‘Our Idiot Brother’ Charming fool


By Roger Moore

Orlando Sentinel

22Rudd plays Ned, a “bio-dynamic farmer,” when we meet him, a soul so open-hearted and trusting that he listens to a sob story from a uniformed cop at his farmer’s market stall, gives him the pot he begs for and then stares, slack-jawed, as the jerk slaps cuffs on him.

“I’m such an idiot,” Ned mutters, and not for the first time.

He won’t get any argument from his sisters. The bossy and stressed magazine writer Miranda (Elizabeth Banks), bi-curious failing comic Natalie (Zooey Deschanel) or smothering, politically-correct mom Liz (Emily Mortimer) think he is — their word — “retarded.”

Ned’s laid-back, aimless victimhood means his girlfriend moved on while he was in jail and that she won’t even let him retrieve his beloved dog, Willie Nelson, from the farm where they lived.

He could just move back into his old room in his kind-hearted mom’s (Shirley Knight) rural Long Island home, the one with the Peter Sellers posters on the wall. But Ned tests himself and his relationships with his sisters by moving in with each one in turn, letting his guileless demeanor and his unfiltered self-expression come into conflict with their images of themselves and of him.
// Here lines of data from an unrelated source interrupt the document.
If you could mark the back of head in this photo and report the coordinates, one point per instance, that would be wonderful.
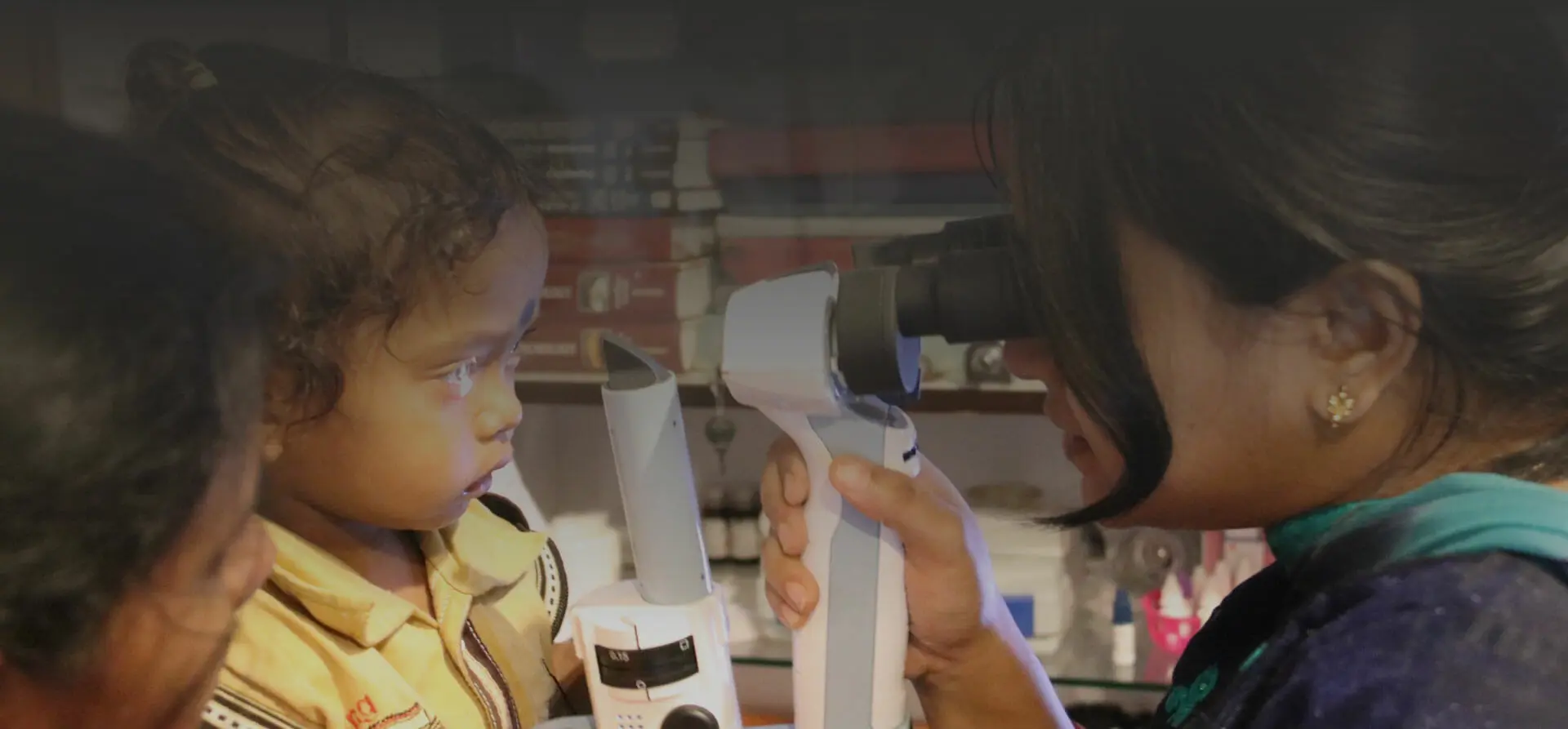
(132, 356)
(368, 189)
(1272, 143)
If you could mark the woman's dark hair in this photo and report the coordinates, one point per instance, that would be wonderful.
(132, 352)
(1271, 143)
(368, 189)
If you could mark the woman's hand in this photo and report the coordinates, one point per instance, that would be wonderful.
(944, 557)
(968, 660)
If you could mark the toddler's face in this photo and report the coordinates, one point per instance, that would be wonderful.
(429, 410)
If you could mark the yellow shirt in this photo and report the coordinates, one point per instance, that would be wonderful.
(322, 647)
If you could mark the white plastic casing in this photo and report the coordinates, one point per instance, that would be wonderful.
(849, 657)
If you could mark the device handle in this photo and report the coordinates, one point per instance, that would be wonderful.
(849, 657)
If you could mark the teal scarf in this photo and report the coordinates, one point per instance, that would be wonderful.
(1460, 513)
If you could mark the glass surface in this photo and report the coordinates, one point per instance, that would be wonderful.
(1082, 660)
(1079, 659)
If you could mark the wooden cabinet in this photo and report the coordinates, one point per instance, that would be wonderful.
(29, 61)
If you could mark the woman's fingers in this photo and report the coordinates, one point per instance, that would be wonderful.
(789, 466)
(924, 521)
(792, 591)
(783, 487)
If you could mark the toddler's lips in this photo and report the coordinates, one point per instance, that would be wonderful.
(479, 488)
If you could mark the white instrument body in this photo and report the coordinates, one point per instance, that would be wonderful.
(648, 662)
(656, 650)
(849, 657)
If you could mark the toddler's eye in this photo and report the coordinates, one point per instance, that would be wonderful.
(461, 378)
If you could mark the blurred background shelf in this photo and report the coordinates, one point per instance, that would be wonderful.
(698, 393)
(1080, 662)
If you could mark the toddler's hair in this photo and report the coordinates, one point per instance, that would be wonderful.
(369, 190)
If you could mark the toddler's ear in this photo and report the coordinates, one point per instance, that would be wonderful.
(278, 414)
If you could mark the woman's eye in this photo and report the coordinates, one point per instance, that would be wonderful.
(461, 378)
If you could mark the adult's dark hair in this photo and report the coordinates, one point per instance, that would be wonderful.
(1271, 143)
(368, 189)
(132, 350)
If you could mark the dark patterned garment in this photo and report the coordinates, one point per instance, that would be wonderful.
(1445, 609)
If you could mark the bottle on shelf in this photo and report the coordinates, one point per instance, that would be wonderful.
(745, 533)
(715, 524)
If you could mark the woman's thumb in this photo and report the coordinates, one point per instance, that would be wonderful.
(922, 522)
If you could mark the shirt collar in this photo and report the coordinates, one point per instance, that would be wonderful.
(477, 553)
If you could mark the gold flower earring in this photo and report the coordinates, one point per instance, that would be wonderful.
(1339, 407)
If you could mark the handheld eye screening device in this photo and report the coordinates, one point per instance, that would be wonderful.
(656, 648)
(828, 356)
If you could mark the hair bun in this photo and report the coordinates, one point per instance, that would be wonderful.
(158, 78)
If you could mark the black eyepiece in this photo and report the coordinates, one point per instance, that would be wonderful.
(960, 284)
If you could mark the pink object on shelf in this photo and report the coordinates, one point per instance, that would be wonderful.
(1169, 633)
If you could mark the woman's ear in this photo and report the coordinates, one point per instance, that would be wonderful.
(1366, 335)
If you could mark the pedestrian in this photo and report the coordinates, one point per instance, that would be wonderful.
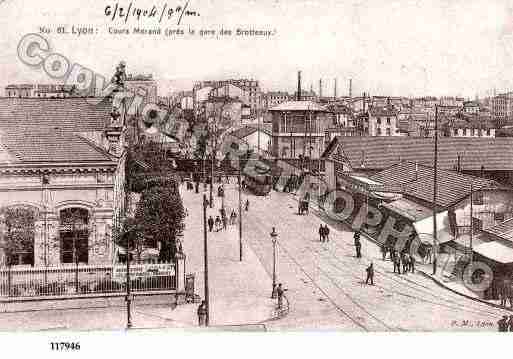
(503, 324)
(406, 262)
(280, 291)
(357, 244)
(412, 263)
(384, 251)
(370, 274)
(218, 223)
(510, 294)
(502, 293)
(202, 314)
(397, 262)
(210, 223)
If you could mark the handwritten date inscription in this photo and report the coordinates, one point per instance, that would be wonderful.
(120, 12)
(471, 324)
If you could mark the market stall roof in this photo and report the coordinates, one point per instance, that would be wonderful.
(424, 229)
(495, 250)
(409, 209)
(422, 220)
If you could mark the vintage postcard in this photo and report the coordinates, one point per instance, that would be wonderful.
(271, 165)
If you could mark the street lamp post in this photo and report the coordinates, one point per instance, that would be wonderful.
(274, 236)
(205, 260)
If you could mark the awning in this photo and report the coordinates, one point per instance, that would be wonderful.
(424, 229)
(496, 251)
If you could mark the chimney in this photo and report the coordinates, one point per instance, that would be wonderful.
(299, 85)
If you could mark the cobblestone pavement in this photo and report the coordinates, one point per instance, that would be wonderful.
(325, 281)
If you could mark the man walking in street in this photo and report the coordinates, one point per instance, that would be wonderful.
(225, 222)
(202, 314)
(406, 262)
(210, 223)
(384, 251)
(280, 291)
(357, 244)
(370, 274)
(397, 262)
(412, 263)
(503, 324)
(218, 224)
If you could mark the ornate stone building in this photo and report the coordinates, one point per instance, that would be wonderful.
(62, 166)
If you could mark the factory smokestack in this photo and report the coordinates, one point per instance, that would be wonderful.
(299, 85)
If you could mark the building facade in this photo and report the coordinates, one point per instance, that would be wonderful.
(62, 171)
(299, 129)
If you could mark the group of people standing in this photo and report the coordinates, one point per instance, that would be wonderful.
(221, 222)
(400, 260)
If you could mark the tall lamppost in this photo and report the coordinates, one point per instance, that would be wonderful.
(274, 236)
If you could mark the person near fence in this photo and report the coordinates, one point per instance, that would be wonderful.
(202, 314)
(397, 262)
(357, 244)
(370, 274)
(384, 251)
(326, 233)
(412, 263)
(503, 324)
(225, 222)
(406, 262)
(280, 292)
(218, 224)
(210, 223)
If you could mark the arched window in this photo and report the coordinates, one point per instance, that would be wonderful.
(74, 235)
(18, 231)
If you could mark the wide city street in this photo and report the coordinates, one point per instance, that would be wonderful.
(325, 281)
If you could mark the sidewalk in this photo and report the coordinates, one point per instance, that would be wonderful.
(239, 291)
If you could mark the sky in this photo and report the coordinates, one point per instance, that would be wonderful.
(408, 48)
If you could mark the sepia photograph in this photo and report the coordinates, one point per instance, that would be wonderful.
(226, 166)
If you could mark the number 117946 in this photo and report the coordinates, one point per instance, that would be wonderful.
(65, 346)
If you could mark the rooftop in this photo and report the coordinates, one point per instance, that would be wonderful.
(34, 130)
(503, 230)
(417, 181)
(378, 153)
(298, 106)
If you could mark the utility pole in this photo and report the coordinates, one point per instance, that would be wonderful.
(435, 234)
(471, 221)
(240, 215)
(205, 258)
(274, 236)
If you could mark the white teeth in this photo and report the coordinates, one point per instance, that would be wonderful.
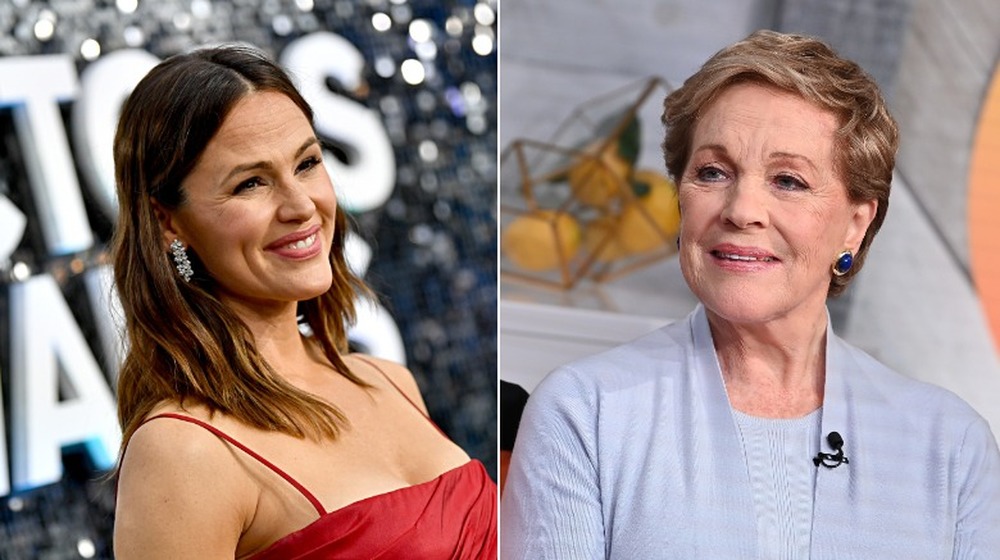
(303, 243)
(745, 258)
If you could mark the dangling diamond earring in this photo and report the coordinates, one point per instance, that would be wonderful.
(844, 262)
(181, 260)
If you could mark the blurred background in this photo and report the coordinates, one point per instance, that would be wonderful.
(416, 168)
(926, 302)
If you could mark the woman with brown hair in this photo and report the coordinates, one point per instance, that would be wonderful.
(749, 429)
(244, 437)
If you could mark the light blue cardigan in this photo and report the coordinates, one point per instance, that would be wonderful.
(634, 454)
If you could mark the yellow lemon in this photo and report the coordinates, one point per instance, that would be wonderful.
(654, 218)
(599, 177)
(600, 238)
(541, 240)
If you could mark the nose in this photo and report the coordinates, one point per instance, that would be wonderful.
(296, 204)
(745, 205)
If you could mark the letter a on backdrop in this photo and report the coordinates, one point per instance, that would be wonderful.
(49, 358)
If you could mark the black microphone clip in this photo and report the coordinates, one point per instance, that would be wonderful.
(832, 460)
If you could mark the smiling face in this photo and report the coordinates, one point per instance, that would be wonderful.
(259, 206)
(764, 210)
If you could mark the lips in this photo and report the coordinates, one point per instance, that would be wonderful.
(737, 253)
(299, 239)
(300, 245)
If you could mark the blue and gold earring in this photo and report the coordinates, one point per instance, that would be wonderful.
(843, 264)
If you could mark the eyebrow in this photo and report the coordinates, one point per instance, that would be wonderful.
(771, 156)
(798, 157)
(267, 164)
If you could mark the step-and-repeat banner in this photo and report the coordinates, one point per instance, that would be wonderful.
(404, 93)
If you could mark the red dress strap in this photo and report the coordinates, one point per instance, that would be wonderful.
(401, 392)
(219, 433)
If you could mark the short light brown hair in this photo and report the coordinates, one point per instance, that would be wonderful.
(866, 140)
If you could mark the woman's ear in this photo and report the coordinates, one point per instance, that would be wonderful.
(862, 217)
(168, 226)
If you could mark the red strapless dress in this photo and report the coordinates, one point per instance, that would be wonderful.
(453, 516)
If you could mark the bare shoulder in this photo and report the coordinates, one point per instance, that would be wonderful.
(181, 494)
(398, 373)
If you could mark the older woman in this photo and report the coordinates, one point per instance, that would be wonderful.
(246, 438)
(749, 429)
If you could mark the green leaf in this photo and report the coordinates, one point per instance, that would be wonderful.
(641, 188)
(628, 142)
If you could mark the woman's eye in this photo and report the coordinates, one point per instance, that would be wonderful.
(308, 163)
(251, 183)
(789, 183)
(711, 173)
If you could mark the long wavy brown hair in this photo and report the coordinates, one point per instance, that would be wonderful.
(183, 343)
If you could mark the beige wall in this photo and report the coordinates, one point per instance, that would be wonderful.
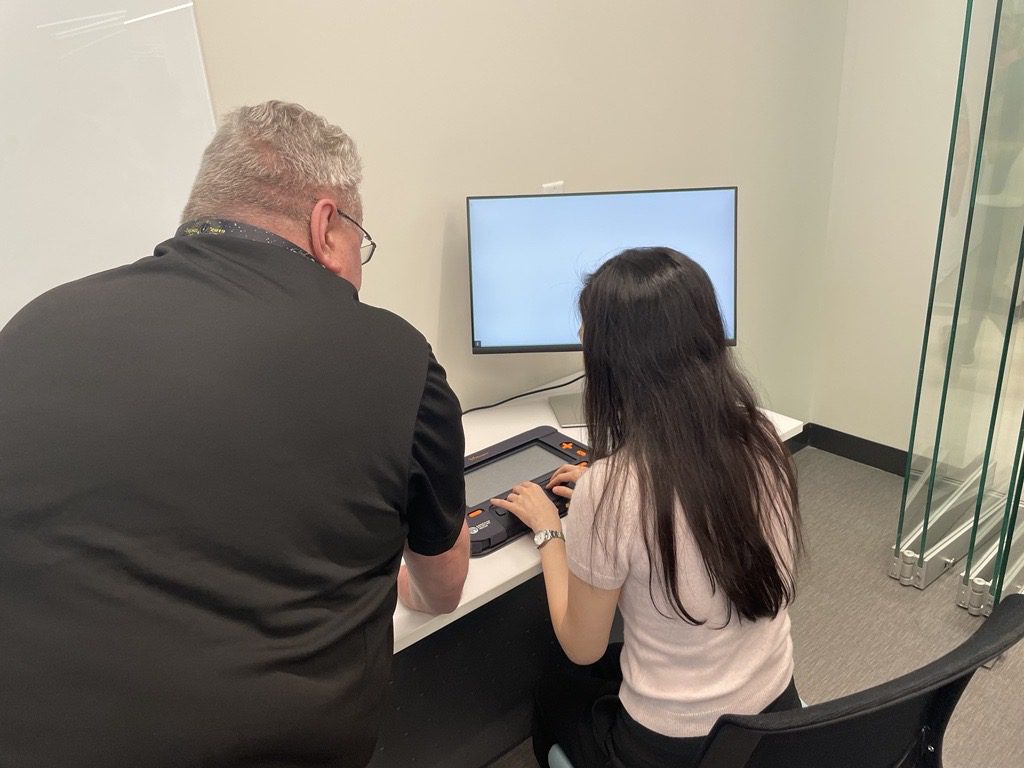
(895, 115)
(456, 97)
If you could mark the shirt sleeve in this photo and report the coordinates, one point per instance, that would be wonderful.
(599, 554)
(436, 502)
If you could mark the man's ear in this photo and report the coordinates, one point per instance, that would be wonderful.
(324, 240)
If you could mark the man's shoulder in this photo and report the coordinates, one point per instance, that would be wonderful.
(396, 326)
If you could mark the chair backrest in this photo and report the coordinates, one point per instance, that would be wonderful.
(898, 724)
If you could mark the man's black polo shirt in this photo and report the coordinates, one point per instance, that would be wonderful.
(210, 463)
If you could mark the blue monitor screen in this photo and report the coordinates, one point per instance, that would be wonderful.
(528, 256)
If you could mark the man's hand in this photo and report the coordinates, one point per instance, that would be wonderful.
(432, 584)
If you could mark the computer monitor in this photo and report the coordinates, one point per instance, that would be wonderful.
(528, 255)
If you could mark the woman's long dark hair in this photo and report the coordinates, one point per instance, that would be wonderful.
(666, 401)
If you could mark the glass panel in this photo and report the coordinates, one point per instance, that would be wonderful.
(944, 459)
(992, 318)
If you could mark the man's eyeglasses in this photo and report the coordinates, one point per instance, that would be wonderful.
(368, 246)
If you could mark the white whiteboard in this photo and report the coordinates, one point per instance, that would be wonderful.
(103, 115)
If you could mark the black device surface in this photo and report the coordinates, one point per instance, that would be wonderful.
(491, 473)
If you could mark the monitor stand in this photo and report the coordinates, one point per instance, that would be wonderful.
(568, 409)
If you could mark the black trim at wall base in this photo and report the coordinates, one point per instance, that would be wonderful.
(850, 446)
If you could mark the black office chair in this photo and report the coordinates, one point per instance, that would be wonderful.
(898, 724)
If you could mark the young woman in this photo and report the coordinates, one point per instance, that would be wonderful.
(687, 522)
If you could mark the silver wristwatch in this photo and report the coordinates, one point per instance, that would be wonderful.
(543, 537)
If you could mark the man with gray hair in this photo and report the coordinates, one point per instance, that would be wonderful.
(212, 462)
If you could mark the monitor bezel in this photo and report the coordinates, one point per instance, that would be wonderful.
(579, 347)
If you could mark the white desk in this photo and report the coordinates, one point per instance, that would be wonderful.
(514, 563)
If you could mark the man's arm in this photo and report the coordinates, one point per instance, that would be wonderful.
(433, 583)
(437, 545)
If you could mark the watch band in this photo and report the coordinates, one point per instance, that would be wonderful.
(543, 537)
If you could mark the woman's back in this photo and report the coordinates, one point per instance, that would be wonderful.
(678, 677)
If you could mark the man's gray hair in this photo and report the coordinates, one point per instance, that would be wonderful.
(278, 159)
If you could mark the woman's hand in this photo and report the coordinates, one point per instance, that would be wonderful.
(528, 502)
(565, 473)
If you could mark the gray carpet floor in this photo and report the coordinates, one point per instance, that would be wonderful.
(853, 627)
“If you put your trust out there” with the best intentions, is Ned’s credo, “people will rise to the occasion.”

Only they don’t. His jerk brother-in-law (Steve Coogan, the jerk du jour), his probation officer (Sterling Brown), they all act on meaner instincts, and Ned is the poorer for it.

Rudd can play the innocent as well as the snarky cynic, and that serves him wonderfully here. This is a Peter Sellers tribute, a hapless hippy version of the struggling Indian actor Sellers gave us with “The Party” over 40 years ago, filtered through Randy Newman’s sarcastic ode to those not on life’s acquisitive track — “It’s Money That Matters.”

The director of “The Ex,” Jesse Peretz, can’t quite take care of all these characters and stay on message. It’s a lot to keep track of. Ned nannies his nephew (playing with the kid since his parents won’t), states the obvious about Miranda’s “best friend” neighbor (Adam Scott) and the lack of moral compass she has to have to write celeb gossip for Vanity Fair. He forces Natalie to try a little honesty in her relationships with her lesbian lawyer girlfriend and the artist (Hugh Dancy) she sometimes models for, in the nude. He makes Liz aware of the lie she’s living.

Rudd, sweetly and shaggily holds this all together, a sort of non-conformist clich who is, above all, comfortable in his own skin. The great joy in this adorably slight film is seeing how absolutely beguiling to men, women and children this man without guile can be.